The Lord Chancellor and Secretary of State for Justice (Kenneth Clarke QC) has recently announced details of the Government’s plan to transfer certain functions of the Chief Coroner as set out in the Coroners and Justice Act 2009 following on from the Government’s decision not to implement the provisions of that act in so far as they relate to the functions of a Chief Coroner. In essence the functions are to be divided between the Lord Chancellor and Lord Chief Justice. In addition proposals have been made for a ministerial board to oversee the non-judicial aspects of the coroners’ service. Of particular interest are the following:
- the function of collation of reports and the keeping of a register of any inquest investigations which are not completed within one year is to transfer to the Lord Chancellor;
- reports from coroners on actions to prevent other deaths to be submitted to the Lord Chancellor;
- the Lord Chief Justice will make regulations on training; and
- Lord Chancellor to issue guidance on the way in which the coroner system is to operate in respect of interested persons following consultation with the Lord Chief Justice.

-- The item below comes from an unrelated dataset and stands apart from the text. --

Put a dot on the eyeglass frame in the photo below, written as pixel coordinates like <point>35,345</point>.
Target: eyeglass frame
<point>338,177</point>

As the office of Chief Coroner will not be filled there will be no one responsible for leadership, culture or behaviour of coroners and the planned appeals system will not be implemented. There is a proposal that a ministerial board be established to focus on matters of policy, standards of service and other administrative aspects of the delivery of the coroner service and complaints about a coroner’s personal conduct and all complaints about the administration of the coroner service or the conduct of the coroner’s officers should be raised with the ministerial board unless these are of a judicial nature. The board will also provide advice to the Lord Chancellor on his statutory duties and on the setting of priorities.